BRUSSELS, Belgium -- Declaring that sanctions against Iraq are "in a state of disarray," Secretary of State Colin Powell is calling for changes that would permit export to Iraq of more consumer goods while maintaining curbs on assistance to President Saddam Hussein's weapons program.
Powell said he hoped revisions could be completed before Arab leaders hold a summit meeting in Amman, Jordan, in late March.
"I think it gives us a stronger position to go to nations that might be tempted to send in prohibited weapons or prohibited materials," Powell said of the positive U.S. response to Arab complaints about the plight of the Iraqi people after more than a decade of the U.N. strictures.
Even so-called dual-use items, those with possible military application, such as water pumps and refrigeration equipment, may be cleared, he said.
"I have every reason to believe we are able to keep the box as tightly closed as we have the last 10 years, without receiving on our shoulders all the baggage that goes with it," Powell said.
Meanwhile, Powell sent Assistant Secretary of State Edward Walker to Turkey, Lebanon, Oman and the United Arab Emirates for talks with government leaders there on revised sanctions on Iraq.
Turkey is a neighbor of Iraq and Powell is trying to get front-line states to tighten leakage of illegal shipments to Baghdad even while the Bush administration goes about easing curbs on export of consumer goods.
Powell explained the shift in policy in separate meetings here with Greek Foreign Minister George Papandreou and Turkish Foreign Minister Ismail Cem.
Flying to Brussels on Monday night from Syria, the last stop on a three-day swing through the Middle East and the Persian Gulf, Powell also announced he had concluded a "solid agreement" with Syrian President Bashar Assad on a suspicious pipeline from Iraq's oilfields.
The pipeline problem has festered for months.

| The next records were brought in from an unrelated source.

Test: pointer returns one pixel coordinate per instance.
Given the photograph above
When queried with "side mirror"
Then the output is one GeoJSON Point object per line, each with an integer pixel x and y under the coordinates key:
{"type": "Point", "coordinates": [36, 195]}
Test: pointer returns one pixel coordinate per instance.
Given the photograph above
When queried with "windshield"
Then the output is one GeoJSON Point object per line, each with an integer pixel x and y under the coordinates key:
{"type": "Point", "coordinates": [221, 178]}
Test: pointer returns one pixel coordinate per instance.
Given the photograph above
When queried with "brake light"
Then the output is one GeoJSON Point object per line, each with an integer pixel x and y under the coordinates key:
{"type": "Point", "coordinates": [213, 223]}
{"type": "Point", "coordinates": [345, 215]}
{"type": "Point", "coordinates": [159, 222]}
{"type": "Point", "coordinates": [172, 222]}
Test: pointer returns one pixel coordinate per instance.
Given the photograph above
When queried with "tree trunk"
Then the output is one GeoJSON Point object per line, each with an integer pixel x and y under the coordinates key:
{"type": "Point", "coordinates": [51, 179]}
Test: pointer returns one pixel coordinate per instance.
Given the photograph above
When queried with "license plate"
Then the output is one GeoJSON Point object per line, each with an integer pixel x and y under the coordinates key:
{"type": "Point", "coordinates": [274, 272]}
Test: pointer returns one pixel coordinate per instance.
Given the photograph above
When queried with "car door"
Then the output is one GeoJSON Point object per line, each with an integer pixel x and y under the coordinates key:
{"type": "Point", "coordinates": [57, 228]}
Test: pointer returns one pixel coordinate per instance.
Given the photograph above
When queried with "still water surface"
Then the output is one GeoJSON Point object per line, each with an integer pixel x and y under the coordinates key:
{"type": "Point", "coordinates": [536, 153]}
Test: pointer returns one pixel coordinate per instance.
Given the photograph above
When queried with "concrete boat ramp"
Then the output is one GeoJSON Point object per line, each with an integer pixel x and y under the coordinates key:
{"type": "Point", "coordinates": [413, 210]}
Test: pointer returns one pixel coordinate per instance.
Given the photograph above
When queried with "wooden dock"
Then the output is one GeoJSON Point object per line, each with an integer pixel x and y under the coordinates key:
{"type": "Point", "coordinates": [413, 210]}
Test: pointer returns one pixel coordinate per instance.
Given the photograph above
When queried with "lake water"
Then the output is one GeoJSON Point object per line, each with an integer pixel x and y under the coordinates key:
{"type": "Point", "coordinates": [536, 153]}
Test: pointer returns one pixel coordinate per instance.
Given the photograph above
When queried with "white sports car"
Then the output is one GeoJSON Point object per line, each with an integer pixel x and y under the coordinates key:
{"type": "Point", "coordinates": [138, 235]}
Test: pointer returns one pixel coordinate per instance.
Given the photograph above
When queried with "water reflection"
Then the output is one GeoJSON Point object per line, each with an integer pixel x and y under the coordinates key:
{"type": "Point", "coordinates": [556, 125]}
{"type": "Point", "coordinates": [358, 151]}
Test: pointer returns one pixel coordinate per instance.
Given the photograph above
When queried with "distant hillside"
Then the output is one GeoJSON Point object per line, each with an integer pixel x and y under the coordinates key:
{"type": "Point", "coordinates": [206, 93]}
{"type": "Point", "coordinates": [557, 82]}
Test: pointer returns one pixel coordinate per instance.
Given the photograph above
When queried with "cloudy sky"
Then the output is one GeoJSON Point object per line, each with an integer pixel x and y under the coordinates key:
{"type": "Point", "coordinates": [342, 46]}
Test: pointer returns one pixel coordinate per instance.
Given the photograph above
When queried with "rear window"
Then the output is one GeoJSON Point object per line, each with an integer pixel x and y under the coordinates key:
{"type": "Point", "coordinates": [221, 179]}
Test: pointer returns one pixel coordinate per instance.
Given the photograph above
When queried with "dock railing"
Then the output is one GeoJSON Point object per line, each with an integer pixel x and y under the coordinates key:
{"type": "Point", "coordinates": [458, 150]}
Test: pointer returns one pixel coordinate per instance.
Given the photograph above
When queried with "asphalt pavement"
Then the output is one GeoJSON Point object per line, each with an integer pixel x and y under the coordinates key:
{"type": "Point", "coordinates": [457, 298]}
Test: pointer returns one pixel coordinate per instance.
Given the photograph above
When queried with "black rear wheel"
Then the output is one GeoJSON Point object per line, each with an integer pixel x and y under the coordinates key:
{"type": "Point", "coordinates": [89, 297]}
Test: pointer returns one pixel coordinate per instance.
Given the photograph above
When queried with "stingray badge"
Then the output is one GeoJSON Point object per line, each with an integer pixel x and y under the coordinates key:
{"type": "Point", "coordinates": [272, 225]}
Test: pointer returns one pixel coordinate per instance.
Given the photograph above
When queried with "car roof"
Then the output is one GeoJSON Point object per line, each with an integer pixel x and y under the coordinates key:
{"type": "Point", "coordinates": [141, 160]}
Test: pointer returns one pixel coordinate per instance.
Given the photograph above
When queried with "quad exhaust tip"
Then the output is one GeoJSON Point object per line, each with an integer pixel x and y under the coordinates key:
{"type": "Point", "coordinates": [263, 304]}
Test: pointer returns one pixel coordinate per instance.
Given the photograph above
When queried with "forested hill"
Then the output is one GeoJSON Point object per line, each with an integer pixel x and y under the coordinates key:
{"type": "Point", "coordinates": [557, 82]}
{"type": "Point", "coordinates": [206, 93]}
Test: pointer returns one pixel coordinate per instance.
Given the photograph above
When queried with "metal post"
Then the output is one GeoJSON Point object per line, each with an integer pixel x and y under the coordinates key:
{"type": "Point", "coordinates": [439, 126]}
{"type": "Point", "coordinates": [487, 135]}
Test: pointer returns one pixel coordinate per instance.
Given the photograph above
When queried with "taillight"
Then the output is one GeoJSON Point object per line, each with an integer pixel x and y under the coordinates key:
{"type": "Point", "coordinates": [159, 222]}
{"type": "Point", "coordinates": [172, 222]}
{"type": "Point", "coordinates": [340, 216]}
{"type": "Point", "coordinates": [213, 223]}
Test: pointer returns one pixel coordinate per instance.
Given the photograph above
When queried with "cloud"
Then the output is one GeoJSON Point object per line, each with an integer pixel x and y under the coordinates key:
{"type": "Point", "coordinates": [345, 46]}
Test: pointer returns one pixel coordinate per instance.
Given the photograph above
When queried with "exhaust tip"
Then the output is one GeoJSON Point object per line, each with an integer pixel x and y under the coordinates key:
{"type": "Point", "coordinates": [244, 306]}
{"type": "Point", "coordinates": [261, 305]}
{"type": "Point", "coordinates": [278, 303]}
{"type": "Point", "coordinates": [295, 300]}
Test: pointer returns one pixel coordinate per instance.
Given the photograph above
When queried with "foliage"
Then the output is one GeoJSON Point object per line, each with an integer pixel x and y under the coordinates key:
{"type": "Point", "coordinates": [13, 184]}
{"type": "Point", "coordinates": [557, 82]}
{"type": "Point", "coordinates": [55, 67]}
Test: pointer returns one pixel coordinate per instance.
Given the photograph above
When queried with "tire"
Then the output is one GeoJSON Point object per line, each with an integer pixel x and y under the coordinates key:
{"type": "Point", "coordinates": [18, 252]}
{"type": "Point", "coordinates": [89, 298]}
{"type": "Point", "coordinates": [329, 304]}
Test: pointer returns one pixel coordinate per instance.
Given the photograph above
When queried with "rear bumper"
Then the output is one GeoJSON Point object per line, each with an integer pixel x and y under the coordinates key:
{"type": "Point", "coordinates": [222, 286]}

Syria has resisted U.S. inquiries on reports that it was taking in Iraqi oil, selling its own and sharing the revenue with Baghdad in violation of U.N. sanctions.
Powell said Assad had promised he would submit to the U.N. sanctions committee both operations of the pipeline, which runs through Syria to the Mediterranean coast, and its revenues. Powell said President Bush told him he was pleased with the commitment.
Since 1996, Iraq has been allowed to sell its oil abroad only if the revenue were used for food, medicine and other humanitarian purposes. U.S. officials insist only about 20 percent of the revenue has been used that way.
In the meantime, Arabs have complained bitterly that the Iraqi people were bearing the brunt of the sanctions, which were kept in place after the 1991 Persian Gulf War to try to force Saddam to keep his promise to abandon dangerous weapons programs.
Powell said he was convinced in talks with Arab leaders in Egypt, Jordan, Kuwait, Saudi Arabia and Syria that the sanctions regime could be modified for consumer and even some dual-use goods.
Powell also stressed that modifications in the sanctions must involve tightening of questionable exports to Iraq from Jordan and Syria.